Wyoming Unemployment Rate Increases to 5.0% in May
Wyoming’s seasonally adjusted1 unemployment rate increased from 4.5% in April to 5.0% in May. The last time our seasonally adjusted unemployment rate was at this level was June 1999. The state’s over-the-year job growth rate continued to decline, falling from -0.9% in April to -1.6% in May. In contrast, the U.S. unemployment rate stood at 9.4% in May and U.S. job growth was -4.0%.
April to May’s employment increase of 6,100 jobs, or 2.1% was somewhat smaller than the normal seasonal increase for May (approximately 7,500 jobs). Employment decreased in natural resources & mining (-1,000 jobs, or -3.7%) and other services (-100 jobs, or -0.8%). Seasonal job gains were seen in construction (1,700 jobs, or 7.0%), retail trade (500 jobs, or 1.6%), professional & business services (700 jobs, or 4.0%), leisure & hospitality (2,400 jobs, or 7.7%), and government (including public schools, colleges, & hospitals; 1,500 jobs, or 2.1%).
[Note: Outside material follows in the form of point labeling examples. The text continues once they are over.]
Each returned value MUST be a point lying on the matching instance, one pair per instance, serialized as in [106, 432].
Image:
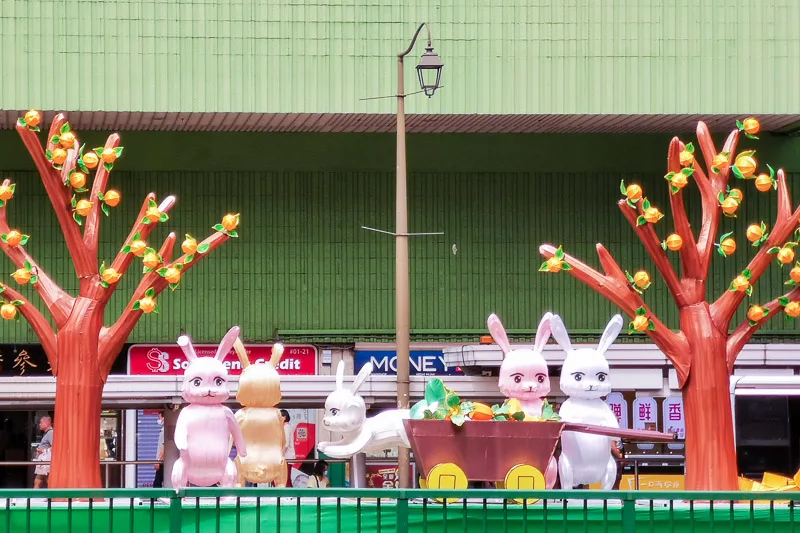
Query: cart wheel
[447, 476]
[525, 477]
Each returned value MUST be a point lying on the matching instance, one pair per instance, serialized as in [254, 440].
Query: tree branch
[743, 333]
[615, 288]
[41, 326]
[58, 302]
[647, 234]
[690, 258]
[124, 260]
[725, 307]
[59, 196]
[91, 235]
[113, 338]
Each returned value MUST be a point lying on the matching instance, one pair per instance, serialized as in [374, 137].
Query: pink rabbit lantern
[524, 375]
[205, 426]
On the other hand, over the year, Wyoming employment fell by 4,900 jobs, or 1.6%. The largest job losses occurred in natural resources & mining (-2,500 jobs, or -8.7%) and construction (-2,400 jobs, or -8.5%). Smaller job losses were seen in professional & business services (-700 jobs, or -3.7%), leisure & hospitality (-700 jobs, or -2.1%), retail trade (-500 jobs, or 1.6%), and other services (-200 jobs, or -1.6%). Job gains were reported in four sectors: government (1,400 jobs, or 2.0%), educational & health services (700 jobs, or 2.9%), wholesale trade (100 jobs, or 1.1%), and transportation & utilities (100 jobs, or 0.7%).
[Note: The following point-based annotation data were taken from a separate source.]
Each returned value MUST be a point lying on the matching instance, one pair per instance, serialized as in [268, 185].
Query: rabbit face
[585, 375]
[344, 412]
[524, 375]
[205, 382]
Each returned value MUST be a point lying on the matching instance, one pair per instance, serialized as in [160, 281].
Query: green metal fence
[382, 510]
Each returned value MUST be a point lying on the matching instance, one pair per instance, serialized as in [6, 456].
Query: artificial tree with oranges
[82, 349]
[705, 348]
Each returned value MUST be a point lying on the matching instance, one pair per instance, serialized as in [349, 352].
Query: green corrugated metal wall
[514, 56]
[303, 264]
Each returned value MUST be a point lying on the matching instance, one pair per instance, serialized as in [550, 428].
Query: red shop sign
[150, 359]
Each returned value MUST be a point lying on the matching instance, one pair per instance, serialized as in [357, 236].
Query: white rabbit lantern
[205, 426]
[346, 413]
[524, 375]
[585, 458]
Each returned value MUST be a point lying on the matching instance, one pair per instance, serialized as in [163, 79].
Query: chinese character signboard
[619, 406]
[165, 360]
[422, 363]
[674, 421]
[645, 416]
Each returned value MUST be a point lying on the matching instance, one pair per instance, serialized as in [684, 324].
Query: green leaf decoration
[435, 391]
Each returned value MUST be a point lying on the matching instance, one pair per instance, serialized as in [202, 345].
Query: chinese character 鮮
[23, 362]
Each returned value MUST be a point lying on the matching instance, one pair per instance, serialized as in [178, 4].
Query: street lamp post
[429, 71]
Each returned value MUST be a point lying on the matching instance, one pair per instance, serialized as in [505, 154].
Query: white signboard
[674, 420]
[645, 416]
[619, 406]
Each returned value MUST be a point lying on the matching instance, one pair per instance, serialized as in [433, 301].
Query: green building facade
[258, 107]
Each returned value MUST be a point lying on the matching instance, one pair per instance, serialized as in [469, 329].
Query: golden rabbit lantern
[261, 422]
Most county unemployment rates increased slightly from April to May. Big Horn County posted the highest unemployment rate (7.6%), followed by Lincoln (6.6%), Teton (6.4%), and Fremont (6.4%) counties. The lowest unemployment rates were found in Albany (3.1%), Sublette (3.6%), Campbell (4.1%), and Goshen (4.1%) counties.
1Seasonal adjustment is a statistical procedure to remove the impact of normal regularly recurring events (such as weather, major holidays, and the opening and closing of schools) from economic time series in order to obtain a better understanding of changes in economic conditions from month to month.